エレベーターを使わずに階段を何段も飛ばして駆け下り、律義に五分まで残り数秒で駅まで走れた自分が誇らしかった気分も台無しだ。
「良ぇやん、間に合うたんやから」
「…だけどね、…」
続く言葉を待っていたが、寝息しか聴こえてこない。どうやら完全に寝入ってしまったらしい。
「ま、良えか。帰るとこは分かっとるんやから」
玄関から乱菊が大声でギンを呼ぶ。
「まだ用意できないの、ギン!」
今日は休日二日目。初日は二日酔いで潰れていた乱菊も完全復活を遂げ、朝から乱菊のテンションは上がっていた。のだが、呼ばれたギンのテンションは底辺を彷徨いている。
「ほんまに行くん?面倒なんやけど」
乱菊の洋服を選びに行けば予算オーバーするし、ギンの私服ともなれば行く気さえ起らない。乱菊は毎回毎回ギンを宥めすかしたり脅したり、しなくて良い苦労をして連れ出していた。…そう、昔から。
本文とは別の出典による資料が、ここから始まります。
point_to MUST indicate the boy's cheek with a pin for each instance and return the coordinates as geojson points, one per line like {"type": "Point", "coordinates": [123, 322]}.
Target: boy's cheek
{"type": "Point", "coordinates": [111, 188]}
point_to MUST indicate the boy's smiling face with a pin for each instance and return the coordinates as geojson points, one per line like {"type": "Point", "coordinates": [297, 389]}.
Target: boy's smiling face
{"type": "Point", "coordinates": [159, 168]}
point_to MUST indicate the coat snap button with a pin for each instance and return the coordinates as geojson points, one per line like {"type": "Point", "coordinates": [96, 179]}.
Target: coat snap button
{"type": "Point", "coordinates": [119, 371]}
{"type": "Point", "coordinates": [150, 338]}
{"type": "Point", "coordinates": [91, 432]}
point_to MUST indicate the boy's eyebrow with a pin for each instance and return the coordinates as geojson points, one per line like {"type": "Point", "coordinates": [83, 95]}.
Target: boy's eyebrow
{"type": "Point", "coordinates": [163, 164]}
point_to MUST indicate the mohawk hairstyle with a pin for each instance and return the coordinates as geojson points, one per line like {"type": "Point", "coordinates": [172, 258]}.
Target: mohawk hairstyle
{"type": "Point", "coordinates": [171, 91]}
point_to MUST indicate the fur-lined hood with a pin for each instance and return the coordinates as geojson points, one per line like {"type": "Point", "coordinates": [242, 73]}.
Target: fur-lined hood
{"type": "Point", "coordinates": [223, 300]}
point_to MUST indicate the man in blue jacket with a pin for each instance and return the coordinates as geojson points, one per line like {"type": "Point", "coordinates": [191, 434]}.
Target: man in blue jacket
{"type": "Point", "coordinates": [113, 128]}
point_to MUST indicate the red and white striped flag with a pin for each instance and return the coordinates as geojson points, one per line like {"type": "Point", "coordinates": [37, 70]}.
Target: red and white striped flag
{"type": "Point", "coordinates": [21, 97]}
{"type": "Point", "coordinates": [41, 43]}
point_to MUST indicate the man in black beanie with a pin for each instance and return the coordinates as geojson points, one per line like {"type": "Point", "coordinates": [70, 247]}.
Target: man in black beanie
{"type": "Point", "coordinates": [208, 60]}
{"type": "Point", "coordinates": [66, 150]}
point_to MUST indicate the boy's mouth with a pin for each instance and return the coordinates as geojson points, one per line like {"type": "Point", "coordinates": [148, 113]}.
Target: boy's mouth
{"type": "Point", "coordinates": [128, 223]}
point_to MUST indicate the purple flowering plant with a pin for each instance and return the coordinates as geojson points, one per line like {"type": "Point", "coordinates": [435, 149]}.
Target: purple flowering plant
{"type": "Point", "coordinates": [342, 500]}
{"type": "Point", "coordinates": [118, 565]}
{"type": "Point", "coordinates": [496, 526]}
「あんたねぇ…。いっつもそう言って、一緒に来なかった例なかったじゃない。いい加減に腹くくったら?」
当のギンは頭から被っていた布団を目許まで下げ、眉間に皺を刻んだ。本気で面倒がっている。
「んなもん、乱菊がテキトーに選んできてくれれば良ぇやん…」
いつものように七緒を誘ったらどうか、と再び布団と夢の中へ戻っていこうとする。乱菊は布団の端を掴んで、思い切り引っ張った。
「ったぁ…」
勢いよく転がって反対側に落ちたギンが情けない声で非難するが、乱菊は聞く耳を持たない。完璧な作り笑いを浮かべてリビングを指差した。
「はい、ちゃっちゃと顔洗ってから着替えてね」
駄々を捏ねるギンに粘られた挙げ句、七緒を呼び出して買い物に付き合ってもらった回数は数知れない。一緒に居てくれるならどんなギンでも構わないけれど、なるべく格好良くいて欲しいという乱菊の女心を、ギンは何年経っても理解しようとしない。
「今日はギンの私服だけ選びに行くの。ちゃーんと予算も守るから!だから急いでね」
昼までに買い物を済ませて、昼からは休日の残りをゆっくり過ごしたい。そんな乱菊に急きたてられ、ギンは渋々クローゼットから着替えを引っ張りだす。
途端に駄目出しされた。
「……あたしが選んどくから。ギンは顔洗ってきて」
気怠げな背中を見送ってから、乱菊はギンの選んだ服を指で摘まみ上げる。
「ほんっと、ギンってば拘らないにも程があるわよ…」
それは、先日のジャージの上下に中を有名スポーツメーカーのハイネックに替えただけのものだった。